The past they hope to overcome includes years of disappearances, executions based on trials without due process and torture in prisons. Dissidents often languished in prison on false charges, according to a 2003 State Department report, and, since the establishment of the Islamic Republic of Iran in 1979, some political prisoners have been tortured and executed.
Ms. Hakakian chronicled this period in her book, ”Journey From the Land of No: A Girlhood Caught in Revolutionary Iran,” which traced her own coming of age against the events that formed the current regime: the fall of the Shah in 1979, the Ayatollah Khomeini’s rise to power amid widespread celebration and support among Iranians, and the collapse a short time later of the transitional government, replaced by a harshly repressive regime.
Though Ms. Hakakian and her friends initially welcomed the 1979 revolution as an escape from the secret police force and restrictions of the Shah’s regime, they soon found their lives even more restricted. The older sister of a friend was jailed and tortured for supporting a banned opposition group. A teacher told Ms. Hakakian that she would be imprisoned for a composition she wrote criticizing war. She left Iran for the United States in 1985, at age 18, claiming political asylum. Ms. Hakakian completed college here and earned a graduate degree before spending five years as a television producer. In the United States, she rarely spoke of her experiences back home. ”When you have been a refugee, abandoned all your loves and belongings, your memories become your belongings,” she wrote in her book.

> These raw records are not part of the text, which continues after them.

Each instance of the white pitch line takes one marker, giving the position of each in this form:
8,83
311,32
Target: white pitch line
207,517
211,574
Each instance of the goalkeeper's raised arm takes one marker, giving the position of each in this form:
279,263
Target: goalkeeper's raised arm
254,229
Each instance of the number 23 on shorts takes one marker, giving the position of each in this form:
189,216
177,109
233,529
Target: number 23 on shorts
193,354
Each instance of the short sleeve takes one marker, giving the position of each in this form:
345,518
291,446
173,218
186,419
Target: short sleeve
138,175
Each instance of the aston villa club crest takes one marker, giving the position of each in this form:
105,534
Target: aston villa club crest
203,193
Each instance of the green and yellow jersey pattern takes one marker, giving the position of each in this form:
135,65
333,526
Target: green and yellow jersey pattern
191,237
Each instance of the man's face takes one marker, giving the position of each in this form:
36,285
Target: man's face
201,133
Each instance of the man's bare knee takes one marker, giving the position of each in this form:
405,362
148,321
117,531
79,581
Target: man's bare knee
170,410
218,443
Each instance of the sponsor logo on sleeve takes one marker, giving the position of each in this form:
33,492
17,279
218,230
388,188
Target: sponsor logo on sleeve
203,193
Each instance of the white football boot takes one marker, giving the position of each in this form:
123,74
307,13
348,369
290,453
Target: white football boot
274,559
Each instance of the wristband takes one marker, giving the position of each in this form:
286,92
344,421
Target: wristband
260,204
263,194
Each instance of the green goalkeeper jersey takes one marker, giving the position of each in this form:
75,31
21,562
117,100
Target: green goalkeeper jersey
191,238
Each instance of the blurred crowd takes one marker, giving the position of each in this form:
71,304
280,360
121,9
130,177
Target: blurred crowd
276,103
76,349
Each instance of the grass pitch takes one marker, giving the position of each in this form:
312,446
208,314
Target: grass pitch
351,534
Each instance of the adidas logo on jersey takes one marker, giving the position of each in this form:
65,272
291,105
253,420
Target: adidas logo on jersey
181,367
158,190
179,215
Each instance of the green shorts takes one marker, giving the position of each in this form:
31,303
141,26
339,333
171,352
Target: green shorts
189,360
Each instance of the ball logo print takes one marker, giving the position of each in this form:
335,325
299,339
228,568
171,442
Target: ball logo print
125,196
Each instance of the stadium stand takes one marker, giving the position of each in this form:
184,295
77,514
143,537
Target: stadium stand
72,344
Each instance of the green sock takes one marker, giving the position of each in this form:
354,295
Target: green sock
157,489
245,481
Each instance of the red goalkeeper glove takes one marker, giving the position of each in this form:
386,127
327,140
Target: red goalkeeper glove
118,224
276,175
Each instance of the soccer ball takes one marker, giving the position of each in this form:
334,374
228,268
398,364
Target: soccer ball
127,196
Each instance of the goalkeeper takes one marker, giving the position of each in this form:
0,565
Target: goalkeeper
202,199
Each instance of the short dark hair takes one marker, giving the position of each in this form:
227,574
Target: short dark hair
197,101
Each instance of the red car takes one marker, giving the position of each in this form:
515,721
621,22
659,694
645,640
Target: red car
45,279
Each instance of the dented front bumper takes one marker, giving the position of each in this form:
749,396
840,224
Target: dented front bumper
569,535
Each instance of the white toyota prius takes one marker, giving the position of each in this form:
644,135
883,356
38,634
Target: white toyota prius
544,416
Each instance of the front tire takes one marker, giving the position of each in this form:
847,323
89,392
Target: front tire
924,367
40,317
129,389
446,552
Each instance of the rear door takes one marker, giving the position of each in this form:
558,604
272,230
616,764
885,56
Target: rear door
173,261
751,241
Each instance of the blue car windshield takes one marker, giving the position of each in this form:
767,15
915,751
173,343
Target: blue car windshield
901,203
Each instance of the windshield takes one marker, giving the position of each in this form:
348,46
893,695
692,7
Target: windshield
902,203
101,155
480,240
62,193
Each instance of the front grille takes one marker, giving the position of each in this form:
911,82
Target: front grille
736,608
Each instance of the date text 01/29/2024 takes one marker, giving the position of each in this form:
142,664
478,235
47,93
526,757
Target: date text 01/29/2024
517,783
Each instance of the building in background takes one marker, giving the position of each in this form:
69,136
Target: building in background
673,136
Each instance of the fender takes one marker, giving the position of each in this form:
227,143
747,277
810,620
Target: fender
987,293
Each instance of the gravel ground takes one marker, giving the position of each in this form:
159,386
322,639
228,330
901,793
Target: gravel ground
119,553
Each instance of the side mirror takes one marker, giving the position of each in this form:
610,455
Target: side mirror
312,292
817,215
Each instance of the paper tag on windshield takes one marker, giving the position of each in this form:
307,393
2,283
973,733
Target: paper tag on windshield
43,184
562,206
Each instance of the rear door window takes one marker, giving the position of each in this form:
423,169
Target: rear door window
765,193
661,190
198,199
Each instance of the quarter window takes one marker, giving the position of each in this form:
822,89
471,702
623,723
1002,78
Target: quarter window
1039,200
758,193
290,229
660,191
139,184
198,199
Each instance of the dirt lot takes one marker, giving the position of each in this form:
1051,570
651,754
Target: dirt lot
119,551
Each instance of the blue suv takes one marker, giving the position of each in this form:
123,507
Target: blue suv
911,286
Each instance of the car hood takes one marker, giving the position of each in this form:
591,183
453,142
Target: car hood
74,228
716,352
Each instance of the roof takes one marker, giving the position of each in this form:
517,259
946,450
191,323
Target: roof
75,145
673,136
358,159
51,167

It was only after living more than a decade in the United States, and with some coaxing from friends, that Ms. Hakakian began to write about her time in Iran. Afterward, she worried that many other Iranians had not recorded their stories, leaving most narratives on the revolution and Iran’s last quarter century to accounts from the Iranian government or the writings of non-Iranians.
”I’m living in a time when everything I learn and read about Iran is someone else’s account,” she said. ”To say that it’s frustrating is an understatement.”
Ms. Hakakian described the center as a way to establish a new history of post-revolutionary Iran, an attempt to show images of Iranians besides those she often sees in news stories, of ”fist-waving zealots.” Without hearing from Iranians themselves, she said, Americans will likely view Iranian culture with fear.
The organizers say they have taken care to emphasize the nonpolitical nature of the center.
”We are not against the government of Iran,” Mr. Akhavan said. ”We simply want to hold the government accountable to international human rights standards.”
Mr. Akhavan, who serves a senior fellow at Yale’s Orville H. Schell Jr. Center for International Human Rights, said he feared repercussions if the center was perceived as political or interested in a particular outcome apart from protecting human rights.
”There is a certain intimacy and engagement which makes it much more difficult, much more agonizing, but at the same time, much more compelling,” Mr. Akhavan said.